安芸高田市、吉田町の山と空
父がグループホームに入所して、約ひと月が過ぎました。
こんにちは。
常若美人道を提唱しているカラーコンサルタントの琴崎京子でございます。
この記事は、面会に行った時のことを書いています。
全部で3500字くらいあります。。。長くて ごめんなさい。
親の認知症で困っておられる方の なにかの参考になれば幸いです。
面会を断られました
父がどう過ごしているのか心配で、妹と一緒に面会に行くことにしました。
私は介護や看護、老人ホームの事情には まったく疎いのですが、妹はケアマネージャーの仕事をしているので、認知症のことや老人ホームなどの施設のことにも精通しています。
妹はグループホームに、前もって面会の申し出をしたようですが、断られたとのことでした。
それについて、このような不満を口にしていました。
「現在では、コロナがまだ終息していないといっても、広島市内では、ビニールシートを間に挟んだりして、面会は許されるようになった。

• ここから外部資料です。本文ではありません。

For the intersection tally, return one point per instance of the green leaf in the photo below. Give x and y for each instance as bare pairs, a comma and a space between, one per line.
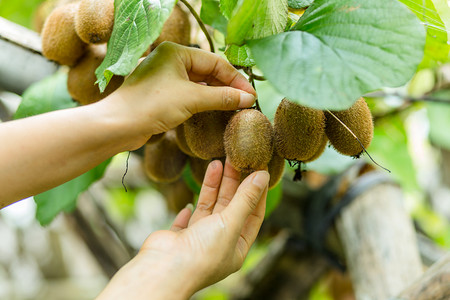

それなのに、ここではどうして父に合わせてもらえないのか!?」
グループホーム側の対応が 腑に落ちないようでした。
断られたけど とりあえず、行ってみよう!
私はまだ一度もグループホーム楽々苑に行ったことがないので、たとえ面会が許されなくても スタッフの方にご挨拶に行きたいと思いました。
9月の入所の日は 新型コロナの感染予防のために、付き添いを妹と私の息子に任せたきりでした。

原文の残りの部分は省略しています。